Pour le blog américain spécialisé Lawfare, référence aux Etats-Unis notamment sur les questions juridiques relatives au terrorisme, "il s'agit peut-être de la plus grave accusation de mauvaise conduite présidentielle en quatre mois d'une administration Trump plombée par les scandales".

Ses auteurs soulignent que le président est autorisé à révéler les informations qu'il désire et n'a donc pu " enfreindre aucune loi pénale ".

Mais les données communiquées "semblent être d'une nature extrêmement sensible" et les révélations du Washington Post semblent indiquer "que des informations classifiées révélées pourraient être utilisées pour déduire des sources et méthodes qui n'ont pas directement été révélées".

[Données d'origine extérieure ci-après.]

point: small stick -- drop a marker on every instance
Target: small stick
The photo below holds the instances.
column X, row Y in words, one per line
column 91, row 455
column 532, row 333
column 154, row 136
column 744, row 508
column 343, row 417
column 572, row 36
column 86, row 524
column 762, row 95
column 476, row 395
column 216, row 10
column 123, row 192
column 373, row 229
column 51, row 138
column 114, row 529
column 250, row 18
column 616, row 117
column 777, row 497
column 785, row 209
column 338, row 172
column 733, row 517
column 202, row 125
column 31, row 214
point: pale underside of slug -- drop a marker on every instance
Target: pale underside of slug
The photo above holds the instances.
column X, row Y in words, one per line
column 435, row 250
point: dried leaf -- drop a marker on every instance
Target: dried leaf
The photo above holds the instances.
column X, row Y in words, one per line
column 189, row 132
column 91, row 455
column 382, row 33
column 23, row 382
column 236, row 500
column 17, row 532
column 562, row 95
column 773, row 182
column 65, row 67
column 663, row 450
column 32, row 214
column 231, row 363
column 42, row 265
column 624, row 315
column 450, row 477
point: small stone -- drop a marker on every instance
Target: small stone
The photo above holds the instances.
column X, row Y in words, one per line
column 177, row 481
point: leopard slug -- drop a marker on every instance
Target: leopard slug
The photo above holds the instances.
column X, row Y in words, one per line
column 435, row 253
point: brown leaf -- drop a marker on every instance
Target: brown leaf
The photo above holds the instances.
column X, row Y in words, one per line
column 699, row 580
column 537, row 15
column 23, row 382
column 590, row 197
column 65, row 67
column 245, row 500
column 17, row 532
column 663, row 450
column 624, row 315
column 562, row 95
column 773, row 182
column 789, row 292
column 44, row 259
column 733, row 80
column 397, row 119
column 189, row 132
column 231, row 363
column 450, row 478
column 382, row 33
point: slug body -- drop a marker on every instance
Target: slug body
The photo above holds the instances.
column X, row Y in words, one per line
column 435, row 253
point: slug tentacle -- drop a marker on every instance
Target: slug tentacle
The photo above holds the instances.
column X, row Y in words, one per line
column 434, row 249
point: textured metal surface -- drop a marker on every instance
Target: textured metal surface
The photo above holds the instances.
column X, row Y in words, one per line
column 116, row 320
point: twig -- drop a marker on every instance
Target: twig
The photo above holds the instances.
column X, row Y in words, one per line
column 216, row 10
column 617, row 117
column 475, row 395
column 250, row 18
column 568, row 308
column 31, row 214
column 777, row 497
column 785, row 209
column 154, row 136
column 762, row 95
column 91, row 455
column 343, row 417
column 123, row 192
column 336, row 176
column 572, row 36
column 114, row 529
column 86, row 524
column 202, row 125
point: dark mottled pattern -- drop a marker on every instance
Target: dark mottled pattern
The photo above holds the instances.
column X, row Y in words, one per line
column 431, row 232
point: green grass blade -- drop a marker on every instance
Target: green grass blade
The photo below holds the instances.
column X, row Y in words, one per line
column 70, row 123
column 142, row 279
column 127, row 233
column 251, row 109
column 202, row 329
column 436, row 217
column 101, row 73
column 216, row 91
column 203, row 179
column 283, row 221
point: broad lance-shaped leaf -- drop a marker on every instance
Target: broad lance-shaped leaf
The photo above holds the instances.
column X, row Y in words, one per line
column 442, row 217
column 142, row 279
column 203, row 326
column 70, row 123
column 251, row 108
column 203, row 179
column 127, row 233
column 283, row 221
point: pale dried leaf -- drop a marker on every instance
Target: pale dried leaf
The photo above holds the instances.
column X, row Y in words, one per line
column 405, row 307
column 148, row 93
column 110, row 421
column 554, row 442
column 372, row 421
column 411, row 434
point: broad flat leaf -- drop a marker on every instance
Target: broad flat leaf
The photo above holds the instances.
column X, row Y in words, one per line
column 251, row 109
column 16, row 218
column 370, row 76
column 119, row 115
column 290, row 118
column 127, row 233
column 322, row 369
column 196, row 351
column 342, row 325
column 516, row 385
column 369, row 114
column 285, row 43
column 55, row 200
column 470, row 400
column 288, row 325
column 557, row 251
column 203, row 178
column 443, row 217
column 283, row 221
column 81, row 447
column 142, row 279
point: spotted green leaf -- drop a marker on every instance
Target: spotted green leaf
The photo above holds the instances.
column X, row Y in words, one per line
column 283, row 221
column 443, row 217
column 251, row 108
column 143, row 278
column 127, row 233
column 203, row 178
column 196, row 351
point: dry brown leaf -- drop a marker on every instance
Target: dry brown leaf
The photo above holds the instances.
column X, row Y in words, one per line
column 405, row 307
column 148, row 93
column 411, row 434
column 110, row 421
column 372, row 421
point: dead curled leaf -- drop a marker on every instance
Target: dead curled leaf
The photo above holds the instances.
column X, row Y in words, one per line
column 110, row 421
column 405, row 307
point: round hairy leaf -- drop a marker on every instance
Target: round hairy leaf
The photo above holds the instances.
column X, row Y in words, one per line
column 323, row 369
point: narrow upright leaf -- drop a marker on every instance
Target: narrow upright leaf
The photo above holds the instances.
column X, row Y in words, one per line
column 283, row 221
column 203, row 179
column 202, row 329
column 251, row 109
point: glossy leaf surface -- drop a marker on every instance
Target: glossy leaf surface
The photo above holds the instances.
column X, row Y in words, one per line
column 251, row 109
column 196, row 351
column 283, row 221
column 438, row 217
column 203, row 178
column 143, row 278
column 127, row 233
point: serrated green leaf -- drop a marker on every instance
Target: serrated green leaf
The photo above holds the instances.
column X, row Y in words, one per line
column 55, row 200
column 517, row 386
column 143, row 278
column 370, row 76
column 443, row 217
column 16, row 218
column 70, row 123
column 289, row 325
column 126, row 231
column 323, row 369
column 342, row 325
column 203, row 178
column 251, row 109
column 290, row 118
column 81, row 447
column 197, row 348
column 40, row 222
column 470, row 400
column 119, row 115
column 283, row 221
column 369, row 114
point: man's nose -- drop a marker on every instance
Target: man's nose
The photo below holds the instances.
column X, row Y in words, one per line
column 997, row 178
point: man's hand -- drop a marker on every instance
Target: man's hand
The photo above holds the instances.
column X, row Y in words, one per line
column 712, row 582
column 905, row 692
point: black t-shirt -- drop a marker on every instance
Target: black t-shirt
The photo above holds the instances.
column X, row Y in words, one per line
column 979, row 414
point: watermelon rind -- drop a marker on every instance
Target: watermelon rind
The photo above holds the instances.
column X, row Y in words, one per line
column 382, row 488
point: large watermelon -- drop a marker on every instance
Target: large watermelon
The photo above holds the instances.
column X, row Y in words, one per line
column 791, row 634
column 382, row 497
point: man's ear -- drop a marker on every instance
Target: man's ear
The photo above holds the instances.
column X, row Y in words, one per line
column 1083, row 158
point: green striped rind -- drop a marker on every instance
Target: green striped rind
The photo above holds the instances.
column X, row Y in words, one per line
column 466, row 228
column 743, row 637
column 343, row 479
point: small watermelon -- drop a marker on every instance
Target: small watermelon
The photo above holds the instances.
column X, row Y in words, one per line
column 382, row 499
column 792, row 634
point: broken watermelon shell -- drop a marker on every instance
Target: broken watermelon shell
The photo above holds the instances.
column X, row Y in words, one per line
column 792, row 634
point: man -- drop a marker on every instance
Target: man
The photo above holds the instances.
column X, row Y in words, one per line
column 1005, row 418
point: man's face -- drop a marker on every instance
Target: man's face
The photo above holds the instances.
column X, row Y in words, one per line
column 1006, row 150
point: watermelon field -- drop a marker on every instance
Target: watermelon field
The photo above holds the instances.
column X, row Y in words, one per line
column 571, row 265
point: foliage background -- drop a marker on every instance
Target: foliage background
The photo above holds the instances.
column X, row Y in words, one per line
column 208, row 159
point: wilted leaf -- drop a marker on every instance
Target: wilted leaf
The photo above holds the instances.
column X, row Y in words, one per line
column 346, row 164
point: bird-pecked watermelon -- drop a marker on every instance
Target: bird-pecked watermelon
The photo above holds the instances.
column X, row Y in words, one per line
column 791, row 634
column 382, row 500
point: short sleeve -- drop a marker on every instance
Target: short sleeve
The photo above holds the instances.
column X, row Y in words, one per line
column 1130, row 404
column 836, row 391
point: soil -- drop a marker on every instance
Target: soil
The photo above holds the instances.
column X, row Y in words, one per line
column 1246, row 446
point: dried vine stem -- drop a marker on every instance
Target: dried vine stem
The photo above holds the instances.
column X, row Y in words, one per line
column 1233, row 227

A cet égard, trois responsables de l'administration Trump ont confié au New York Times que le président américain, indifférent aux briefings de ses services, n'avait pas de connaissance suffisamment fine du travail de renseignement pour en livrer des sources ou des méthodes. Or le partage du renseignement entre Washington et ses alliés "est essentiel pour la sécurité des États-Unis dans le monde, et en particulier dans la lutte de la coalition contre l'EI", soulignent-ils, affirmant que l'affaire pourrait "être potentiellement lourde de conséquences".